- Location of Wentworth, Missouri
- Coordinates: 36°59′36″N 94°4′32″W﻿ / ﻿36.99333°N 94.07556°W
- Country: United States
- State: Missouri
- County: Newton

Area
- • Total: 0.19 sq mi (0.48 km^{2})
- • Land: 0.19 sq mi (0.48 km^{2})
- • Water: 0 sq mi (0.00 km^{2})
- Elevation: 1,221 ft (372 m)

Population (2020)
- • Total: 98
- • Density: 532.7/sq mi (205.69/km^{2})
- Time zone: UTC-6 (Central (CST))
- • Summer (DST): UTC-5 (CDT)
- FIPS code: 29-78424
- GNIS feature ID: 2400125

= Wentworth, Missouri =

Wentworth is a village in northeastern Newton County, Missouri, United States. As of the 2020 census, Wentworth had a population of 98. It is part of the Joplin, Missouri Metropolitan Statistical Area.
==History==
Wentworth was founded in the 1880s, and probably took its name from Wentworth, North Carolina, the native home of a share of the first settlers. Mining was historically the primary industry in Wentworth. A post office called Wentworth had been in operation since 1890. However, this post office was destroyed by a tornado in 2011.

==Geography==
Wentworth is located on Missouri Route 37 approximately 4.5 miles southeast of Sarcoxie in adjacent Jasper County. Pierce City is about four miles to the southeast in southwest Lawrence County.

According to the United States Census Bureau, the village has a total area of 0.18 sqmi, all land.

==Demographics==

Historical population
| Census | Pop. | Note | %± |
| 1900 | 238 |  | — |
| 1910 | 154 |  | −35.3% |
| 1920 | 267 |  | 73.4% |
| 1930 | 182 |  | −31.8% |
| 1940 | 253 |  | 39.0% |
| 1950 | 212 |  | −16.2% |
| 1960 | 174 |  | −17.9% |
| 1970 | 132 |  | −24.1% |
| 1980 | 118 |  | −10.6% |
| 1990 | 138 |  | 16.9% |
| 2000 | 141 |  | 2.2% |
| 2010 | 151 |  | 7.1% |
| 2020 | 98 |  | −35.1% |
U.S. Decennial Census

===2010 census===
As of the census of 2010, there were 147 people, 54 households, and 41 families living in the village. The population density was 816.7 PD/sqmi. There were 68 housing units at an average density of 377.8 /sqmi. The racial makeup of the village was 97.3% White, 0.7% African American, and 2.0% Native American.

There were 54 households, of which 37.0% had children under the age of 18 living with them, 53.7% were married couples living together, 13.0% had a female householder with no husband present, 9.3% had a male householder with no wife present, and 24.1% were non-families. 20.4% of all households were made up of individuals, and 7.5% had someone living alone who was 65 years of age or older. The average household size was 2.72 and the average family size was 3.12.

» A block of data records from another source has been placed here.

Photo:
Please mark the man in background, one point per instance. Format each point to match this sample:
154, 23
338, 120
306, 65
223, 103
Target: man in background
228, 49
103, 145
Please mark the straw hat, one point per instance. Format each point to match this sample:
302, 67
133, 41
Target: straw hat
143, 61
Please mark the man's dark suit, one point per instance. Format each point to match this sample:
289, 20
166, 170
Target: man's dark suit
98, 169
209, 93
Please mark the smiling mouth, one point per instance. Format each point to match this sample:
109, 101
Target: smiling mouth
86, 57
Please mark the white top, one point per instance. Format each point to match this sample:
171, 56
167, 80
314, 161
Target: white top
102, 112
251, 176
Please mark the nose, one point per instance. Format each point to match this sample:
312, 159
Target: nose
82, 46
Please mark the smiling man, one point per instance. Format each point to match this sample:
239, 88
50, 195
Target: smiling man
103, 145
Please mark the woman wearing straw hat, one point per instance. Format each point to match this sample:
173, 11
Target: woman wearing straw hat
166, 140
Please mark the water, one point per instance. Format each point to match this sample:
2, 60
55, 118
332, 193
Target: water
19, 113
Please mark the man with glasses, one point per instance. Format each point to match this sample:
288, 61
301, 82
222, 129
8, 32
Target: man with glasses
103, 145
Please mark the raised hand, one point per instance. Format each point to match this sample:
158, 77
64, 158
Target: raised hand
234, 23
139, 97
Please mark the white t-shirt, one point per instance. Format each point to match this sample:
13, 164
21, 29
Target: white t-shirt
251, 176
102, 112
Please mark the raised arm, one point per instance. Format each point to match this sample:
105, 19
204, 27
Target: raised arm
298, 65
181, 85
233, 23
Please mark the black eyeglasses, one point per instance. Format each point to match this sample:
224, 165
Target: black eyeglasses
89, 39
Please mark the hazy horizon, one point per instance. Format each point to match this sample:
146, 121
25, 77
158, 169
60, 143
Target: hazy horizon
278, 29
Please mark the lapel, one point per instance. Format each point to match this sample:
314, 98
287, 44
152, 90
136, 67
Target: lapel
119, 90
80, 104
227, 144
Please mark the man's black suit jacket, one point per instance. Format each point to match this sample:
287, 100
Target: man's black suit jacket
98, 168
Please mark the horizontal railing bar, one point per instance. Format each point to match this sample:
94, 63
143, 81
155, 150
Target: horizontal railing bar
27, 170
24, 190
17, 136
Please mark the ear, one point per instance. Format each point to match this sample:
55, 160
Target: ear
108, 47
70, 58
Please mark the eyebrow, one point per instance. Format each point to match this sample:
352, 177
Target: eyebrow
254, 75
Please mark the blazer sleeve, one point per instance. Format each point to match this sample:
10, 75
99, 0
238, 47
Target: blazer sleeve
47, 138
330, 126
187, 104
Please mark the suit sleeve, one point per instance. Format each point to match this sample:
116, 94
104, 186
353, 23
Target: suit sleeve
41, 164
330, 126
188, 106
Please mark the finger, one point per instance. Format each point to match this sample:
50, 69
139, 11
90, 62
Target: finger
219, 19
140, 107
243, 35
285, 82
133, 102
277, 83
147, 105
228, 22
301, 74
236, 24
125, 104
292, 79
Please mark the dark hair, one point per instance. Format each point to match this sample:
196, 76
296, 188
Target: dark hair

The median age in the village was 38.2 years. 26.5% of residents were under the age of 18; 11.5% were between the ages of 18 and 24; 25.2% were from 25 to 44; 24.5% were from 45 to 64; and 12.2% were 65 years of age or older. The gender makeup of the village was 53.1% male and 46.9% female.

===2000 census===
As of the census of 2000, there were 141 people, 58 households, and 41 families living in the village. The population density was 718.5 PD/sqmi. There were 65 housing units at an average density of 331.2 /sqmi. The racial makeup of the village was 97.16% White, 1.42% Native American, 0.71% Pacific Islander, and 0.71% from two or more races.

There were 58 households, out of which 31.0% had children under the age of 18 living with them, 51.7% were married couples living together, 17.2% had a female householder with no husband present, and 27.6% were non-families. 20.7% of all households were made up of individuals, and 13.8% had someone living alone who was 65 years of age or older. The average household size was 2.43 and the average family size was 2.81.

In the village, the population was spread out, with 24.1% under the age of 18, 8.5% from 18 to 24, 22.7% from 25 to 44, 24.8% from 45 to 64, and 19.9% who were 65 years of age or older. The median age was 40 years. For every 100 females, there were 93.2 males. For every 100 females age 18 and over, there were 84.5 males.

The median income for a household in the village was $19,063, and the median income for a family was $16,667. Males had a median income of $17,083 versus $19,063 for females. The per capita income for the village was $12,051. There were 40.9% of families and 32.8% of the population living below the poverty line, including 43.8% of under eighteens and 29.6% of those over 64.